Waltz of Her Life - Page 199/229

Linda lifted the blanket off herself. "But it's only about ten degrees out."

"Yeah," Stephen admitted, still smiling. "Wear a heavy coat and a couple of sweaters then. Do you want to come along, or no?"

"No, I think I'll stay here," she said. "Where it's warm."

Stephen laughed. "Listen to you. The car is heated you know. And we're going to the parking garage. We'll probably be outside a grand total of two minutes."

Linda shook her head. "No, I have some things I need to do here."

"Okay," Stephen said, moving away from the door. "See you in a couple of hours, then."

"Don't let them eat any of that junk while they're there," she called out after him.

Linda spent a couple of days thinking about what Lauren had said: "Things are going to change." She constantly wondered which things and how much. After a few days, though, she forgot about it, focusing instead on how nice it was to see Lauren again. In all of her lucid dreams, Lauren stayed the same, looking exactly as she did as a college senior, more than twenty years ago. Linda wondered if she appeared the same way in her dreams where Lauren appeared, not having aged a day since 1979, or if a mirror in the dream plane would reveal the ravages of two decades on her face.

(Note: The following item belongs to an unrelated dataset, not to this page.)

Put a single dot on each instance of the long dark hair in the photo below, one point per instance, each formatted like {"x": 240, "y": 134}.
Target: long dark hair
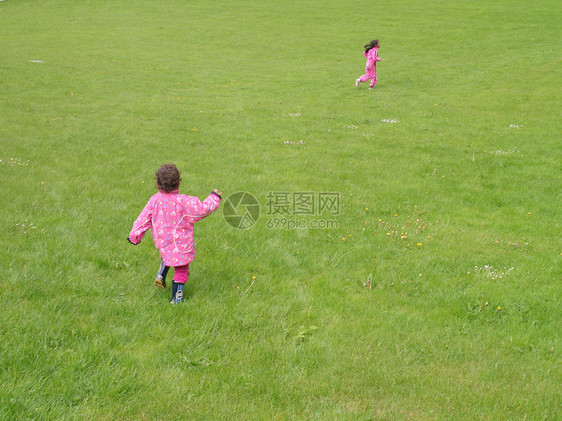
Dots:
{"x": 372, "y": 44}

Everyone had waited for mayhem to occur during the whole "1999" scenario, and when it was over, January 1, 2000 was just another day. Possibly she was reading into it too much. Anyway, wouldn't Lauren have the ability to incarnate into any dimension, possibly any time?

She could go backward or forward. Linda, on the other hand, was still fixed in this plane, where she would try to make the best for herself and her family.

Two weeks later, after January had turned into February, and some of the severely cold and snowy weather broke, Stephen came home from work one evening carrying a stringed shopping bag with a telltale apple on one side. When he saw Linda, he raised his eyebrows twice like a silent movie hero character and grinned crookedly. He hung up his overcoat in the foyer closet and asked "Where's my princess?" as he called out her name.

Linda tried to lean forward and look inside the bag, but Stephen kept swinging it away from her. "What have you done?" she asked him, as he ventured further into the house. It was a quiet, uneventful Tuesday until then. Matthew had just come home from his friend's house and now lay sprawled on the entertainment room rug killing space creatures on a Playstation game. Linda was going to reheat some spaghetti that Inge had made earlier.